As with Colossal's mammoth plans, TIGRR intends to obtain thylacine genomes, identify key differences between that genome and related lineages (mostly quolls), and then edit those differences into marsupial stem cells, which would then be used for IVF. It, too, faces some significant hurdles, in that nobody has made marsupial stem cells yet, nor has anyone cloned a marsupial—two things that have at least been done in placental mammals (though not pachyderms).

But Pask and Lamm pointed out a number of ways that the thylacine is a far more tractable system than a mammoth. For one, the animal's survival until recent years means there are a lot of museum samples, and thus Pask says we're likely to obtain enough genomes to get a sense of the population's genetic diversity—likely critical if we want to re-establish a stable breeding population.

Marsupial reproduction also makes things significantly easier. A marsupial embryo "places far less nutritional demand on getting to the point of birth," Pask told Ars. "The placenta doesn't really invade the uterus." Marsupials are also born at a stage that's roughly half-way through embryogenesis for a mammal; the rest of development takes place in the mother's pouch.

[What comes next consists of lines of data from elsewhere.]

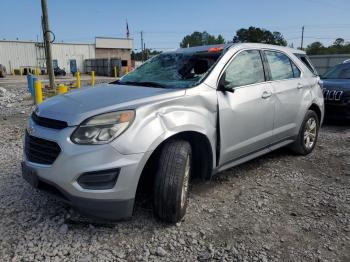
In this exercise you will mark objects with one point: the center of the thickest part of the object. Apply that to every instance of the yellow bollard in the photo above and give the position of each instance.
(38, 92)
(62, 89)
(78, 80)
(92, 78)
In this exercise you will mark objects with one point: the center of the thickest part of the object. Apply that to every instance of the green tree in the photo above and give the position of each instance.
(259, 35)
(201, 38)
(147, 53)
(339, 42)
(339, 46)
(315, 48)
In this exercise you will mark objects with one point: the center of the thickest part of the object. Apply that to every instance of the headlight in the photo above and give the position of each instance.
(102, 129)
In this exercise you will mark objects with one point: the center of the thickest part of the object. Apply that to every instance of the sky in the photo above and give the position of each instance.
(165, 22)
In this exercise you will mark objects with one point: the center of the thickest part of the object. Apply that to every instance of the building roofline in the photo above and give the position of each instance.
(34, 42)
(117, 38)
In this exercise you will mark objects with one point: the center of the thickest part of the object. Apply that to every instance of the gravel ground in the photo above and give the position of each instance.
(279, 207)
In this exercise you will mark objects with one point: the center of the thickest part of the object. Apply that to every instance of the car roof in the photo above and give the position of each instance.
(204, 48)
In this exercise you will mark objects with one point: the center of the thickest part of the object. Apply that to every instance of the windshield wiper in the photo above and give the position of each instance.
(145, 83)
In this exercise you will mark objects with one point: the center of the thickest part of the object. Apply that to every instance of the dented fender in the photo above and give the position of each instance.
(155, 122)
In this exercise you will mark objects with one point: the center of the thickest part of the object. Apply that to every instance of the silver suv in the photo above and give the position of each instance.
(182, 115)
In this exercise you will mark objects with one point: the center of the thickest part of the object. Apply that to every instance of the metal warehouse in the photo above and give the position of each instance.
(22, 54)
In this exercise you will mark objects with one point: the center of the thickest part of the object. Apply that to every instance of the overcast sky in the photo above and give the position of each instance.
(165, 23)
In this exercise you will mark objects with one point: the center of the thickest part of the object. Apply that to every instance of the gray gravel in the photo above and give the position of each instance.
(279, 207)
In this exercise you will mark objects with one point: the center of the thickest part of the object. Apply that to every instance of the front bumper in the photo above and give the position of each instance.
(74, 160)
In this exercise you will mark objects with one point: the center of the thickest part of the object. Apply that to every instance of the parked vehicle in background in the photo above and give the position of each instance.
(336, 89)
(59, 72)
(2, 70)
(181, 115)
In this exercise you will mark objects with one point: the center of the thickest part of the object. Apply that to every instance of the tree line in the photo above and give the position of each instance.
(251, 35)
(261, 35)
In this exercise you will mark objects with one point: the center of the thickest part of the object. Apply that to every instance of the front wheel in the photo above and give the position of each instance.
(170, 196)
(307, 138)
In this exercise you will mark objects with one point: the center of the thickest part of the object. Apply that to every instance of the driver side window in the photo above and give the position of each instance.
(245, 69)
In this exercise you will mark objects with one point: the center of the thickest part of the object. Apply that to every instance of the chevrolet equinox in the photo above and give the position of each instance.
(184, 114)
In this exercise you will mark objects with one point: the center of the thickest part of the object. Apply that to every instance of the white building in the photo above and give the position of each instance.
(20, 54)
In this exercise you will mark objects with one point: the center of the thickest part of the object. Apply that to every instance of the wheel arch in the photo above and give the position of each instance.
(202, 155)
(314, 107)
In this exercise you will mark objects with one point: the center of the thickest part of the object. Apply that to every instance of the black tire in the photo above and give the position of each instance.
(169, 204)
(300, 146)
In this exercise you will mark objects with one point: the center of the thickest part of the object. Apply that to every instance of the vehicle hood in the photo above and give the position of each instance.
(78, 105)
(336, 84)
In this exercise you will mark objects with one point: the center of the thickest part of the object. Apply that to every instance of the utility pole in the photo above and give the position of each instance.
(302, 38)
(142, 46)
(47, 41)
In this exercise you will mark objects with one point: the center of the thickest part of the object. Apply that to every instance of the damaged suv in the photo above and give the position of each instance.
(184, 114)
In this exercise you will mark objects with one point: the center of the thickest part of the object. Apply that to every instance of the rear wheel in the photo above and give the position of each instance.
(172, 181)
(308, 134)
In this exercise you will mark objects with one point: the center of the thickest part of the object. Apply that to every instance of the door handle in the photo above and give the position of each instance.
(266, 94)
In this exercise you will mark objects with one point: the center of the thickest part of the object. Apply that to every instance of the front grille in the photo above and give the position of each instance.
(48, 122)
(40, 151)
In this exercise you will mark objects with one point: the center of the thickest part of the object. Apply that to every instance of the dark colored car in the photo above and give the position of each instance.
(336, 91)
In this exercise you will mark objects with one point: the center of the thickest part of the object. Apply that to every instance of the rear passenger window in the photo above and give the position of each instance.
(280, 65)
(296, 71)
(245, 69)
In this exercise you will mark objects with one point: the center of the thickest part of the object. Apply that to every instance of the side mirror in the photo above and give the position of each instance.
(223, 85)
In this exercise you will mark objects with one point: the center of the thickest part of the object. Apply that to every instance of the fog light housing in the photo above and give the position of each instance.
(99, 180)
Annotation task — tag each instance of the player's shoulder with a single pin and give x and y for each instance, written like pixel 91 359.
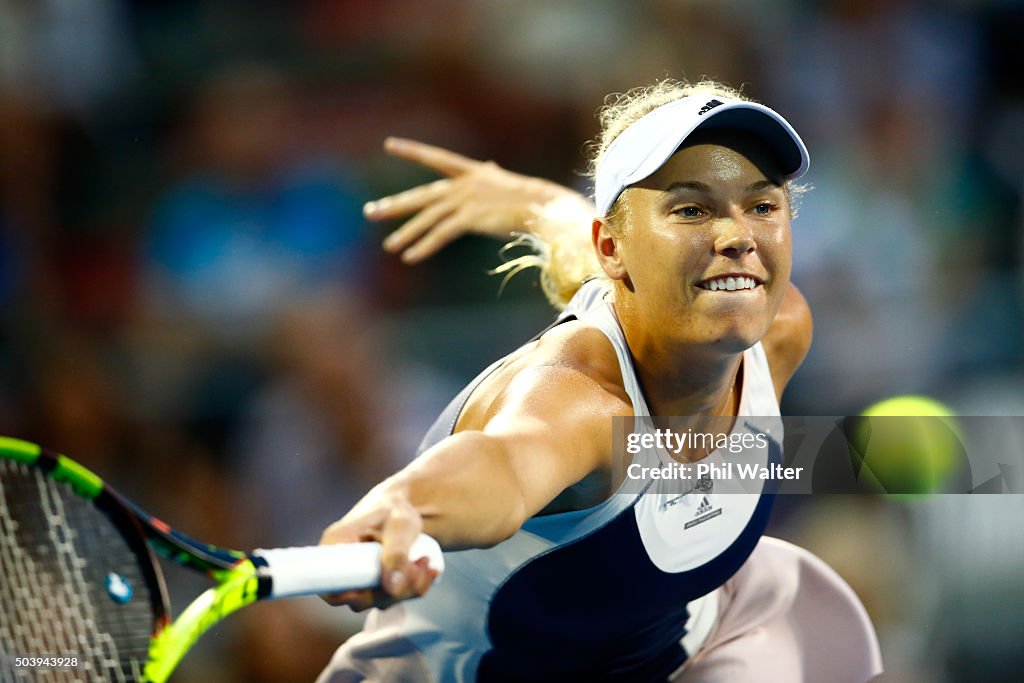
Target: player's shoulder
pixel 570 376
pixel 585 354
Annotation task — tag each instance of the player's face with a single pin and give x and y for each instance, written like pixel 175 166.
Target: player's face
pixel 708 247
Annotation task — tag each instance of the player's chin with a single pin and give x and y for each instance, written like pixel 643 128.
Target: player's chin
pixel 734 334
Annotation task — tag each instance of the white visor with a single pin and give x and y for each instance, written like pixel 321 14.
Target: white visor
pixel 648 142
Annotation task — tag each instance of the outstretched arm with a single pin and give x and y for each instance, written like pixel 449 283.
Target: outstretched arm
pixel 547 430
pixel 478 198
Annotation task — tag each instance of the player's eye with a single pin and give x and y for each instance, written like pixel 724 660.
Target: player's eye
pixel 689 211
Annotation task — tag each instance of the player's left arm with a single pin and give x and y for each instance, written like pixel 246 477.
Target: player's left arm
pixel 788 338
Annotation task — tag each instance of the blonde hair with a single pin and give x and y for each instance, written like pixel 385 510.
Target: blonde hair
pixel 567 262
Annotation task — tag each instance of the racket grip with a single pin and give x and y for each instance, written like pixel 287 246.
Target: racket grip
pixel 346 566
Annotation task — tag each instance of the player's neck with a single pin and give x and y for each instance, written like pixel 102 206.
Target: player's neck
pixel 690 387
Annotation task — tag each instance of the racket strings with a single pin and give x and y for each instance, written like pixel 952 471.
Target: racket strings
pixel 71 584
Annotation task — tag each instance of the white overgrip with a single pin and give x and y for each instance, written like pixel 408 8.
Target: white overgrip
pixel 346 566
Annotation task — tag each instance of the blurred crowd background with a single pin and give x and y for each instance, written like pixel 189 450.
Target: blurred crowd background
pixel 192 303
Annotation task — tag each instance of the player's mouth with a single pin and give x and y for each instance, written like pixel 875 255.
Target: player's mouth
pixel 731 282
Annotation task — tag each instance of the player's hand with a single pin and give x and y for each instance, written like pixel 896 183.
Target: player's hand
pixel 475 197
pixel 395 524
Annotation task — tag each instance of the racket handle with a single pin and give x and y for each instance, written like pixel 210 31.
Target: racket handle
pixel 346 566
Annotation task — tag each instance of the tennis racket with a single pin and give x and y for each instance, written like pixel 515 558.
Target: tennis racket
pixel 79 575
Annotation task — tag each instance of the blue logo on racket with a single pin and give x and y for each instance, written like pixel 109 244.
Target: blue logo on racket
pixel 119 589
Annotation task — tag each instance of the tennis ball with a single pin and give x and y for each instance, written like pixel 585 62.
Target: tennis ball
pixel 907 444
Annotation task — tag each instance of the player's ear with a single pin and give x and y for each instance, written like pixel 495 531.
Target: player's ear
pixel 608 249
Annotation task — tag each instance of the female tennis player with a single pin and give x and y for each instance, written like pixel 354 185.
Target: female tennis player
pixel 560 565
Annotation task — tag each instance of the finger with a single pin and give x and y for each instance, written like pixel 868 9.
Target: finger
pixel 441 160
pixel 433 241
pixel 424 575
pixel 418 226
pixel 340 531
pixel 351 598
pixel 410 201
pixel 400 529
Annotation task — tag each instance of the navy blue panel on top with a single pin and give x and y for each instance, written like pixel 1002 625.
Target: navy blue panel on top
pixel 599 609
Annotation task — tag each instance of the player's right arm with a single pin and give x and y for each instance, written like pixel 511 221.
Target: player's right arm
pixel 547 430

In contrast to the in utero years needed by a mammoth, the thylacine may only need a few weeks. The marsupial embryos are also so small at birth that the foster mothers can be considerably smaller than a thylacine; Pask said his group plans to work with a fat-tailed dunnart, which is roughly the size of a small rat.

Even after birth, the thylacines would fit in the dunnart's pouch for a short period, and Lamm is excited by the prospect of developing an artificial pouch to get the animals from there to the point where they can be hand-reared. If not, some larger marsupials could act as foster parents.

The dunnart isn't the ideal surrogate, as it's lineage diverged from that of thylacines several million years ago (compared to well under a million for mammoths and elephants). That means a lot more genome editing needs to be done to dunnart cells to get them to a thylacine-like state. That's one of the reasons that Pask was excited about the opportunity to team up with Colossal, which is working to develop methods for high-throughput genome editing.

None of this is to say that the thylacine is more or less likely to be revived. Colossal will still face challenges identifying which changes are absolutely essential for producing a thylacine-like animal, and which other changes are needed to ensure the genome will survive all of that category of changes (these compensatory mutations can be essential for allowing species to survive evolutionary changes). Still, most of the risks involved appear to be more manageable in its case.